In other words, third class levers move the load quickly over a large distance by applying a large effort over a small distance. So if we can find ways of increasing either the length of the load or resistance arm, or increasing the applied effort, or both, then we can increase the speed of the delivery of the fist to the target.
Something else we can play around with is torque, or the magnitude of twist around the centre of rotation, which as a formula is equal to the application of the force multiplied by the perpendicular distance from the centre of rotation to the line of application of the force. Torque can be seen both in relation to the application of force by way of the muscles and tendons to the bony levers of the body and the joint axis about which they rotate, as well as in the application of force to the target and the major axis about which the rotation is taking place; i.e., the hip or the spine. And because torque is the product of the force and length of the moment arm, it can be increased by increasing the magnitude of the force and length of the moment arm.
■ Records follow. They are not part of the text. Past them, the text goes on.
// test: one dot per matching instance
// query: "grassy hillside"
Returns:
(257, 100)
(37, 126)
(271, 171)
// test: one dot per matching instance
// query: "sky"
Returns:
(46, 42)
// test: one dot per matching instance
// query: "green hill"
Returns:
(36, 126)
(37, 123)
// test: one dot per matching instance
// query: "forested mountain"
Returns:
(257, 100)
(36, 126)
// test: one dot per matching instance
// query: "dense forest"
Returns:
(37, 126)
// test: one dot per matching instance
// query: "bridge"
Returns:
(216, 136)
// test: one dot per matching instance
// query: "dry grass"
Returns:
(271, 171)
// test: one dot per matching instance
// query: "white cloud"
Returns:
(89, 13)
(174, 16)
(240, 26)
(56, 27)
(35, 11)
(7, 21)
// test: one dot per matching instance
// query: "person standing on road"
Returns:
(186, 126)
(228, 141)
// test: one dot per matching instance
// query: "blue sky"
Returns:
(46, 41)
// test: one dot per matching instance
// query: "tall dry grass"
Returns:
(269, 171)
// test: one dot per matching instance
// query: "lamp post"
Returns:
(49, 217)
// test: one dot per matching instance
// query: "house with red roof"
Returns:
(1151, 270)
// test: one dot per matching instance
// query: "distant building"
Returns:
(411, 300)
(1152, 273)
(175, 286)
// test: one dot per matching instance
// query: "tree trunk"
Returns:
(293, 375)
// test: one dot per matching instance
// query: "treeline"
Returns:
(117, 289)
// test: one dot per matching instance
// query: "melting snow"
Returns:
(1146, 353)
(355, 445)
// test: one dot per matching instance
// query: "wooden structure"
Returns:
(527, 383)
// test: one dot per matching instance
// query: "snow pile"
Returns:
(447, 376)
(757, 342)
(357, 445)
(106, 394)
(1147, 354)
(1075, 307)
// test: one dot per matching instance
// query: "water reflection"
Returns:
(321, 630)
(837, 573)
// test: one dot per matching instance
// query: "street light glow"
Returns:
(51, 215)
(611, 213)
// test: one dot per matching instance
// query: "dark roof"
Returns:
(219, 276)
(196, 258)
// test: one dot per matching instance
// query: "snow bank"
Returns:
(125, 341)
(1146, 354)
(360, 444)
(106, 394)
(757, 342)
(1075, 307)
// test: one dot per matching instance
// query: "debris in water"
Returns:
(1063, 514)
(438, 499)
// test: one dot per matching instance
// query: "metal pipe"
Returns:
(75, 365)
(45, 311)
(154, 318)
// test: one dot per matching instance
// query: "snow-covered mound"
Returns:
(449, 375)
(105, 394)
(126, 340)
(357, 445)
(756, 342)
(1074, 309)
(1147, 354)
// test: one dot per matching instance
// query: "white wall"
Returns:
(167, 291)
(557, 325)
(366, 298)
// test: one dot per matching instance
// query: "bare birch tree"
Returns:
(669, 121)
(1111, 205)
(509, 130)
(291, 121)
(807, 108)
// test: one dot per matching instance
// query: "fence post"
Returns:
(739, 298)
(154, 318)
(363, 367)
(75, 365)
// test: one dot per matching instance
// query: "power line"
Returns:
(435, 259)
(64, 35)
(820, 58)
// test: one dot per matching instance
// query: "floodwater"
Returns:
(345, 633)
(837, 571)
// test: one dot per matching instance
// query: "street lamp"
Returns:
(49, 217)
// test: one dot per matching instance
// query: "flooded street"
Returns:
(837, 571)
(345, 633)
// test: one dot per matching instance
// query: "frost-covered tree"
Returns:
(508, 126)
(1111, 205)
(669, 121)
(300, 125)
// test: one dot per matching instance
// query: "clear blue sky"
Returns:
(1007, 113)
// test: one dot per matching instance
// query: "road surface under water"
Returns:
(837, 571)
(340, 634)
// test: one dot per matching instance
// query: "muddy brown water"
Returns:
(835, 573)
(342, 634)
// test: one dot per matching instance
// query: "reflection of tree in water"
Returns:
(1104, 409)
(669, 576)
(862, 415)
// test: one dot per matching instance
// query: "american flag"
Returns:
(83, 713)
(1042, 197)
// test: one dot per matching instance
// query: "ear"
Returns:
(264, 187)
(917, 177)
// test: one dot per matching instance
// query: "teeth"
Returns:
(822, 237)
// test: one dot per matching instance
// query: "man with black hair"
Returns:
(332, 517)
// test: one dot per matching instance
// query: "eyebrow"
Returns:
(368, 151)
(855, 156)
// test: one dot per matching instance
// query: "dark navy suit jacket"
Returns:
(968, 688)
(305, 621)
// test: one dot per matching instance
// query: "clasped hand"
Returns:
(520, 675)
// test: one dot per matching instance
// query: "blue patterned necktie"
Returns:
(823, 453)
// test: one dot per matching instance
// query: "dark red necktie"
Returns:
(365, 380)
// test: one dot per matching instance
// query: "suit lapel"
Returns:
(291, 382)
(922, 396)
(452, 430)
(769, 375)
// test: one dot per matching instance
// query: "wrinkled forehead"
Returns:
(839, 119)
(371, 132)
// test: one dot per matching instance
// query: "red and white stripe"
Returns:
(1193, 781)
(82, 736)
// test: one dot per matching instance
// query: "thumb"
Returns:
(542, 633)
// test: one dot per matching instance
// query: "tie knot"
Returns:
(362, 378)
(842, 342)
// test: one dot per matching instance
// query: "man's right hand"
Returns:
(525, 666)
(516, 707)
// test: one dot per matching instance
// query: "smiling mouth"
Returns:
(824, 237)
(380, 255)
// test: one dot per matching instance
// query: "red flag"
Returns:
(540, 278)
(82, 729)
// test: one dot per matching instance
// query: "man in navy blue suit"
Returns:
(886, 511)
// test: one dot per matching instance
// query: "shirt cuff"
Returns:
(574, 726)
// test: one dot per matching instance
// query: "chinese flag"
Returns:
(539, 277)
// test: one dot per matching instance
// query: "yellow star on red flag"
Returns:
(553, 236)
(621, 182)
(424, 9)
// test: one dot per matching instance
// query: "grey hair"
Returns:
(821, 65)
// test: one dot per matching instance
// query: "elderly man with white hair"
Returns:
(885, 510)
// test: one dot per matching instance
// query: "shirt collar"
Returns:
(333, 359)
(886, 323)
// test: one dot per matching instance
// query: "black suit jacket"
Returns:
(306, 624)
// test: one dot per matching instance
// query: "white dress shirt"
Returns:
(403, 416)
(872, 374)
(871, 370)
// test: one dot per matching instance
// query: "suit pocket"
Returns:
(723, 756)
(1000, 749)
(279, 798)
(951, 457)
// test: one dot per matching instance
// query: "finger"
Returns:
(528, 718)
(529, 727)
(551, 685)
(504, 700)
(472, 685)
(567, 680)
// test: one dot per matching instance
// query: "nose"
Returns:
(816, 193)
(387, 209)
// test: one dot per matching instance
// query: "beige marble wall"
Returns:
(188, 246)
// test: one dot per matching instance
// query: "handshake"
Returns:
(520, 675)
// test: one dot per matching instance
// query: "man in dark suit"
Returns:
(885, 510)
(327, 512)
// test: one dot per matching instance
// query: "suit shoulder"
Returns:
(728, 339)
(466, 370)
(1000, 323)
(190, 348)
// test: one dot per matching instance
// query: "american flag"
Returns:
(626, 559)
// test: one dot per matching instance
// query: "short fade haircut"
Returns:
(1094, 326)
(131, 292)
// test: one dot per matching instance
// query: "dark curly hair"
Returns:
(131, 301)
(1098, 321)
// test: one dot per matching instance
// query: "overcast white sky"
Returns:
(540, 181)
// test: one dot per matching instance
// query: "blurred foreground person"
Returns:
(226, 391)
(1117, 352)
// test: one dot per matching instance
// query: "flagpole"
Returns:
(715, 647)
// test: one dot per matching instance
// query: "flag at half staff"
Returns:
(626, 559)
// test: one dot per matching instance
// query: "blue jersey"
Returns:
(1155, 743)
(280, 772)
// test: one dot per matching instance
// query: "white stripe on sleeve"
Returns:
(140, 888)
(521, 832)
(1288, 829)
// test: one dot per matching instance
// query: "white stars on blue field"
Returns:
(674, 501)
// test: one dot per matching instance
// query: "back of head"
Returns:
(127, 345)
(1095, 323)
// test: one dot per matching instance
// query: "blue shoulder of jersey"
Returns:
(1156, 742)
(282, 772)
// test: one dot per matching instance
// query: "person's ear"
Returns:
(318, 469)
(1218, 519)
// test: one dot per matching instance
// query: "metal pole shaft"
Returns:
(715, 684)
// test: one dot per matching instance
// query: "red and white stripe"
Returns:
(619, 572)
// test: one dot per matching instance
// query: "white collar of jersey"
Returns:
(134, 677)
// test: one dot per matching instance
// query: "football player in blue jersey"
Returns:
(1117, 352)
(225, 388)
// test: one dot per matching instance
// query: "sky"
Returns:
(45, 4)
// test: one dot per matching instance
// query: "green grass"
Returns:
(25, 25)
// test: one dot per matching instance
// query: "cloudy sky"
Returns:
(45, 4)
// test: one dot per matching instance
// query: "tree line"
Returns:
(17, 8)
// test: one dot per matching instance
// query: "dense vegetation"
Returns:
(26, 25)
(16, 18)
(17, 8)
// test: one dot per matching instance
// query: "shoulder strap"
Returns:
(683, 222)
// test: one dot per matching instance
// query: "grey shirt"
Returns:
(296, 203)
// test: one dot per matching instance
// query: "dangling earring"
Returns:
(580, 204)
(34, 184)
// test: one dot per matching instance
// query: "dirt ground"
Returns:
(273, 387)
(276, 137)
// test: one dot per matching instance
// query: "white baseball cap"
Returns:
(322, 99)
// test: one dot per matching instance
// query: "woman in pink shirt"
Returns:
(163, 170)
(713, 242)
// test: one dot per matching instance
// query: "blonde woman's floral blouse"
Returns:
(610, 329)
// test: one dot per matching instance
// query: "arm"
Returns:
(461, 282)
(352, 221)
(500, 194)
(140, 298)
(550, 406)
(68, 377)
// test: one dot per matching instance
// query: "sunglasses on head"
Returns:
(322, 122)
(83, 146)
Although having an understanding of those numerous factors that influence both linear and rotary motion can improve your performance, such an understanding is not essential and sometimes it's better to draw on analogies such as throwing your fist like a rock or a ball, catapulting it, whipping it in like cracking a whip, using it like a club or a hammer and even spring-loading it like a mouse trap when describing the different ways of punching a man in the head, for example. What's important to remember, though, is that unlike a catapult or hammer, the human arm can be applied from various positions, levels, ranges and angles. The hammer, for example, is by its design limited to do work within more specific planes and environments. The human arm, on the other hand, can be adjusted and forcefully applied to the target in many different ways.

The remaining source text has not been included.